MENIFEE - A parent of a Heritage High sophomore has proposed a waiver for high school football players to sign that he believes would help alleviate the growing problem of head injuries.

The waiver would call for players to acknowledge and accept an immediate ejection for a helmet-to-helmet contact penalty "regardless of intent" from a game official or practice coach, as well as possible further disciplinary action.

The waiver was proposed by Chris Ver Planck, whose son Corey was injured in a junior varsity practice Sept. 24 and could miss the rest of the season, Chris said.

"My goal is to sit back as a fan and still love the game," Ver Planck said, "knowing that there's a rule out there that someone cared enough to step forward (and propose it)."

Safety and head injuries have, of course, become the red-flag topic in football at all levels. NFL referees have cracked down on helmet-to-helmet hits the last two seasons with both applause and criticism from former players, coaches and media members.

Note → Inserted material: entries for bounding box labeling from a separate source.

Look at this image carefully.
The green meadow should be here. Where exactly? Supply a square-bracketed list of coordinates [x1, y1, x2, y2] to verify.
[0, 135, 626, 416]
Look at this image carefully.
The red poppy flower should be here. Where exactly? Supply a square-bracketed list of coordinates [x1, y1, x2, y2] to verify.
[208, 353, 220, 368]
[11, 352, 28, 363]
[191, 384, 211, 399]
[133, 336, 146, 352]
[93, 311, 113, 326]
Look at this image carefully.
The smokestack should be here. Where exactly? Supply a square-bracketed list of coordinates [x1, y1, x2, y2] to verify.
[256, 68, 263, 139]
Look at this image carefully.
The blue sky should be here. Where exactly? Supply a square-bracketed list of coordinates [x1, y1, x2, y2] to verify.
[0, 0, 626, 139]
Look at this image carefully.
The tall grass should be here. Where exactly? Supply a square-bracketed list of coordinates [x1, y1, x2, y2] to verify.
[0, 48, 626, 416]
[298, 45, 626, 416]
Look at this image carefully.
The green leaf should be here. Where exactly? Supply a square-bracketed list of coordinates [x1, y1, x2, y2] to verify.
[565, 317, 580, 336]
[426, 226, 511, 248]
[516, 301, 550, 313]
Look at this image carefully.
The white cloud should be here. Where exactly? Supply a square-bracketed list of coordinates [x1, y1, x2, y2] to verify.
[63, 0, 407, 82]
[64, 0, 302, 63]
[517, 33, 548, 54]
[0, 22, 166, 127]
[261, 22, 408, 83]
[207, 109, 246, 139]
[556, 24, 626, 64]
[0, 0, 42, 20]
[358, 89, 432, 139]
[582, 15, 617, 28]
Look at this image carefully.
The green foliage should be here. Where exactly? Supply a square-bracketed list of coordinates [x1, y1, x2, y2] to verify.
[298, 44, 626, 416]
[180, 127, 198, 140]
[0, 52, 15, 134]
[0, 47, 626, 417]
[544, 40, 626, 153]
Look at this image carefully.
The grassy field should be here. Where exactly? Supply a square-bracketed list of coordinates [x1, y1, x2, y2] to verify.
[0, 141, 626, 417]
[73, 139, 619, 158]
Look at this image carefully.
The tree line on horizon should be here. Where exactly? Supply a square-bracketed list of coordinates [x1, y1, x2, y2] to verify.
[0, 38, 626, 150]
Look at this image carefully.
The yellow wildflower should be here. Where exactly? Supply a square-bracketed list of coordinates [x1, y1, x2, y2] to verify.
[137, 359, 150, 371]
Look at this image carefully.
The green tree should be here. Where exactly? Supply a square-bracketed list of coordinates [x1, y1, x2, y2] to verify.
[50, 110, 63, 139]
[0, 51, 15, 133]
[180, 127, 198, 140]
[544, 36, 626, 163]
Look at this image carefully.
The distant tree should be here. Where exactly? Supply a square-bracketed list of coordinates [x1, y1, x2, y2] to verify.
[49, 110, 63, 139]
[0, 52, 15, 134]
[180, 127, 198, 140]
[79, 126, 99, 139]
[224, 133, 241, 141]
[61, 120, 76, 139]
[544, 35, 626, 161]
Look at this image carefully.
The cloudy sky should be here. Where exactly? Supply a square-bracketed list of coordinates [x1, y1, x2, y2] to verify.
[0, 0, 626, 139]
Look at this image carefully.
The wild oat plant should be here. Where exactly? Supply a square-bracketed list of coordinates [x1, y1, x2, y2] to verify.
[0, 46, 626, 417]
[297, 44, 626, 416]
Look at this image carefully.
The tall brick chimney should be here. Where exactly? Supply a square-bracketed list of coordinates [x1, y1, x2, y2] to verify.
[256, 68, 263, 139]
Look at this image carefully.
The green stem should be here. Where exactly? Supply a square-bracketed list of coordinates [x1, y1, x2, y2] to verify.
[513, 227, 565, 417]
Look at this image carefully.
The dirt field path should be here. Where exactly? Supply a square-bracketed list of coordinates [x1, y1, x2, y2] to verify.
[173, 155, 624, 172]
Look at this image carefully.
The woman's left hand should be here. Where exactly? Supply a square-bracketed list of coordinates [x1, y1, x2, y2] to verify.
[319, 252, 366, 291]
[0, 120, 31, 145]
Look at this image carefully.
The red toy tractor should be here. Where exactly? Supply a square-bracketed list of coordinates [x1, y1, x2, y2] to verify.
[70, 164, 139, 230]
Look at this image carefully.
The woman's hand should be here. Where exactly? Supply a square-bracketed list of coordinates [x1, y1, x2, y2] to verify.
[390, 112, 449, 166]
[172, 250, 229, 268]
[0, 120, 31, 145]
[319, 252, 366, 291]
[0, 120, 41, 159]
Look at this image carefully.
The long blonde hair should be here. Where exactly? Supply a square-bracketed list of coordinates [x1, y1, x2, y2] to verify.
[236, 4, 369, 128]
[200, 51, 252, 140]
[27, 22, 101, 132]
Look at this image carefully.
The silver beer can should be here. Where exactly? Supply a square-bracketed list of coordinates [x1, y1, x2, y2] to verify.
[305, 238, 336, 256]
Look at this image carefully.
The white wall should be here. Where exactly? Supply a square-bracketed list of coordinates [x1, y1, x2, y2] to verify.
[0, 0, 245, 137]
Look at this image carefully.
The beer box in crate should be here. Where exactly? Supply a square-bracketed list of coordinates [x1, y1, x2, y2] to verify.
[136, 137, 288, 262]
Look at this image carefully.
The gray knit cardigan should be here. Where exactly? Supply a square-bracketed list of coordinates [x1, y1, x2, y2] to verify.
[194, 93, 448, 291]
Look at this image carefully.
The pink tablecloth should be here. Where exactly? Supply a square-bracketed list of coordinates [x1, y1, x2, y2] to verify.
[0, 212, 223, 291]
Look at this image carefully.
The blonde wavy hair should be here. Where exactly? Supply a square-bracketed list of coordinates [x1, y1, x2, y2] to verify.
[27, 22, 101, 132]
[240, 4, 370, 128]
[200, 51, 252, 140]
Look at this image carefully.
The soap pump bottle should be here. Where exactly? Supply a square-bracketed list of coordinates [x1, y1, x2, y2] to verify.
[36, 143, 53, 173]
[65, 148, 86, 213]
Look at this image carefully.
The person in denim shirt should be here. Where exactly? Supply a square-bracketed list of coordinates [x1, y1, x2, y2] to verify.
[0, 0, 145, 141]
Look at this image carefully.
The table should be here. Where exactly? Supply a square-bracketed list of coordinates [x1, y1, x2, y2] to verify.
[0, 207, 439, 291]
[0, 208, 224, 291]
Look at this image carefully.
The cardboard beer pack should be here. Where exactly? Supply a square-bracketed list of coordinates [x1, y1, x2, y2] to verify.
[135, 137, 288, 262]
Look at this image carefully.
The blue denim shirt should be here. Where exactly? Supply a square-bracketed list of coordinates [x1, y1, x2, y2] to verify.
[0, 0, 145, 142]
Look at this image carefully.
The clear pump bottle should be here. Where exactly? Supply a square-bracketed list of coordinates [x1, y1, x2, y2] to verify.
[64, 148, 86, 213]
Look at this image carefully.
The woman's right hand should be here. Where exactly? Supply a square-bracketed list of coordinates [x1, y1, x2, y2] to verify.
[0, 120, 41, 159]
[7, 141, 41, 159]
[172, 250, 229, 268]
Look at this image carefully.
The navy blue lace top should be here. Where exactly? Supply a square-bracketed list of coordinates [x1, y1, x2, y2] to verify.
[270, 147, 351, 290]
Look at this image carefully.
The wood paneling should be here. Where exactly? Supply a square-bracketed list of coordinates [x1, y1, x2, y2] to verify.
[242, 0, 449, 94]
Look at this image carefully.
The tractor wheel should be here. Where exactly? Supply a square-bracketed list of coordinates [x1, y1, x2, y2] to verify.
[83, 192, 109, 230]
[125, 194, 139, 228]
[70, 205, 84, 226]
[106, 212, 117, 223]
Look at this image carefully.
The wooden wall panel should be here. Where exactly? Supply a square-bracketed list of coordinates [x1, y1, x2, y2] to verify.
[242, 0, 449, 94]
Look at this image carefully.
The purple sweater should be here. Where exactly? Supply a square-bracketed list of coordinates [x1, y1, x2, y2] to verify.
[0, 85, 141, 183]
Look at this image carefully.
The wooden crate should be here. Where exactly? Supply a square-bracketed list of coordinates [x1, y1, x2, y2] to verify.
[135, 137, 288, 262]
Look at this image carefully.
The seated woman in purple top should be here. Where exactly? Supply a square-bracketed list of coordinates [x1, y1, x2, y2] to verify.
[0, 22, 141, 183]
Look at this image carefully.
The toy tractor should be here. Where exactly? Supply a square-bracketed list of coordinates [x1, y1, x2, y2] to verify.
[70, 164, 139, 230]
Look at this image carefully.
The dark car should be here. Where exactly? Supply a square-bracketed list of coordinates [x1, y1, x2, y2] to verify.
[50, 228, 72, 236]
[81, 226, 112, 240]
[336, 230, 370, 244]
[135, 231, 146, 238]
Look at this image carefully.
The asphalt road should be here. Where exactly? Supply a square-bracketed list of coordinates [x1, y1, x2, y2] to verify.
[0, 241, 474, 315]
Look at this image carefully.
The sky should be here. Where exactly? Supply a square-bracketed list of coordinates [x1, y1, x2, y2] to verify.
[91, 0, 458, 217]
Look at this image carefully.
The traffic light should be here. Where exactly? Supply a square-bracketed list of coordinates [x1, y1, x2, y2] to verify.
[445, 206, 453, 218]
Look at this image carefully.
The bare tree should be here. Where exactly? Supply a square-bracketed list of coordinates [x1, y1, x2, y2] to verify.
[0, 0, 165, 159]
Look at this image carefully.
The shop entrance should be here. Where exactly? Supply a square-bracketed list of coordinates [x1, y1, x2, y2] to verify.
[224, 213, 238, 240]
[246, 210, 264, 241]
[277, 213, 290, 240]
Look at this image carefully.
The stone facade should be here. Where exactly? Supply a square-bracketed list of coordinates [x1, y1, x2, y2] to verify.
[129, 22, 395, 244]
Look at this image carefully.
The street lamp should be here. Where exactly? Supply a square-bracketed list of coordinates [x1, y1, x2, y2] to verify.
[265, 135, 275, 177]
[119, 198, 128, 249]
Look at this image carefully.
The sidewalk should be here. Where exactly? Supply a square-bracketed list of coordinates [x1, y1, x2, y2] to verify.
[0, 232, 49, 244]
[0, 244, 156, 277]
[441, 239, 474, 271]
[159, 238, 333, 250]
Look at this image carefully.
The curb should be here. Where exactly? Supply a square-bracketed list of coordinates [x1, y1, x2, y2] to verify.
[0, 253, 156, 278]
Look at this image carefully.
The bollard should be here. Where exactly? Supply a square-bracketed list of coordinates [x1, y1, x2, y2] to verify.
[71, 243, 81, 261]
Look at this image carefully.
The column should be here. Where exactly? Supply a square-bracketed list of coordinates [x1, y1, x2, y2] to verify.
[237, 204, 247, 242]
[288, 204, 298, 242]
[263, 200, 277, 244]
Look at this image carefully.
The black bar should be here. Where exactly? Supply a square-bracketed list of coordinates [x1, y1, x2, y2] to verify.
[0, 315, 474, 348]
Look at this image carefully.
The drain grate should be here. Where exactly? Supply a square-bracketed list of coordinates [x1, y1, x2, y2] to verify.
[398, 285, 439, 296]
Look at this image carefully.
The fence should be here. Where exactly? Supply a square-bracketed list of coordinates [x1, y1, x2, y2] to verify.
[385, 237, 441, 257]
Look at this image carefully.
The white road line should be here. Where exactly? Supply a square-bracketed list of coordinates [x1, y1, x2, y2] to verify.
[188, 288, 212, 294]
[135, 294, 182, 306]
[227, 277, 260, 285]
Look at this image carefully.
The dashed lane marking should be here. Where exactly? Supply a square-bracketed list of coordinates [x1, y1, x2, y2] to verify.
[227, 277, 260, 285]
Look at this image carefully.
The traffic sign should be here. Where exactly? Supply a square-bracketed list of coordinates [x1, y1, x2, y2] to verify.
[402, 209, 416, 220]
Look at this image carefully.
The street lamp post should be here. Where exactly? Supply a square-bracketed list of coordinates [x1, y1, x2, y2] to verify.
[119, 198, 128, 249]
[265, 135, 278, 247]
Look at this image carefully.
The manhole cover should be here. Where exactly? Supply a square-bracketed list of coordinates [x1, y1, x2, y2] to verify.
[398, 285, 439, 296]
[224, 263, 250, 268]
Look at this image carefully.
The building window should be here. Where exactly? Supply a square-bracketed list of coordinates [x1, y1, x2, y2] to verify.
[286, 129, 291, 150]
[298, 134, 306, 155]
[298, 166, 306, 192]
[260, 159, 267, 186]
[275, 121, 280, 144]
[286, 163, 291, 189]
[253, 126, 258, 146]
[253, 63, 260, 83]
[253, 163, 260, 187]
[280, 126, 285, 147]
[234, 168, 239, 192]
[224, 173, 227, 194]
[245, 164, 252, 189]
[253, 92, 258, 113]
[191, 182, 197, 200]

In the high school game, player safety has become even more of a debate locally. Two recent Southern California deaths of 16-year-old JV players - Riverside Arlington's Tyler Lewellen and Downey's Dodi Souza - after collapsing during scrimmages or games have heightened awareness of player safety, even as no direct concussion link has been identified in either case.

Ver Planck said he has taken his proposal to a number of area athletic directors personally and to Perris Unified School District board members by email.

The text of the waiver states the following: "HELMET TO HELMET DISCIPLINE WAIVER … I, (player's name) acknowledge as a participating Football Student Athlete at (high school name), will accept immediate ejection from the current game in progress as well as any disciplinary action taken by the Head Coaching Staff and/or Faculty, as a result of a HELMET TO HELMET CONTACT PENALTY called against myself, during any in-season competition, REGARDLESS OF INTENT."

Heritage athletic director David Drake, whom Ver Planck approached, said the idea has "good merit, good ideas and good intentions," but thought the "regardless of intent" clause might go too far.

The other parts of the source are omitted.